Thursday, March 29, 2007

How Standardized Testing is Killing American Education: Reason #6

5th in a series.

6) Ranked scoring doesn't tell you anything about learning: If every student in the state dramatically improved their learning and scored much higher on the test, would you expect the average scores to go up? Likewise, if every student in the state was accidentaly given the test in Arabic instead of English, would you expect the average scores to go down? Guess what? They wouldn't! Not in either case. In both cases, the average score would be "600" no matter how many more questions were answered correctly (or incorrectly) or even if the test was an incomprehensible graduate level neuroscience test given to 3rd graders.

How can this be? Well, the "scores" that students get are not directly based on the number of answers they get right. The highest possible score is "1000", but that doesn't mean that a "600" score denotes 60% of the questions answered correctly. A student with a score of 600 may have gotten 10%, or 50%, or even 90% of the questions correct. The scores that are published for these tests are "scaled scores." Scaled scores are given based on how many students you scored better than on the test, not how many questions you got correct.

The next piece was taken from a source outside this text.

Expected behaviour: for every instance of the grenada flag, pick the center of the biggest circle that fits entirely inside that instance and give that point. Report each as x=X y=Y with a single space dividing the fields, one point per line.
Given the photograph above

Imagine that there are 100 9th graders in California. After taking the test, the students are lined up in order based on the number of questions they answered correctly. The person at the beginning of the line might have answered 2%, or 20% (which is what you'd expect a student randomly guessing to get), or even 80% of the questions correct. Similarly, the students at the end of the line might have answered 50%, or 75%, or 98% of the questions correctly. It doesn't matter: they're just lined up in order. After they are in order, they are divided into 5 equal groups. The first 20% of the students (20 students in our example) all receive a score of "200". The next 20 students all receive a score of "400", then "600" for the next 20, "800" for the next 20, and "1000" for the 20 students with the most questions answered correctly.

A school's API (Academic Performance Index) score is the average of these "quintile" scores from all of its students. So what's the problem?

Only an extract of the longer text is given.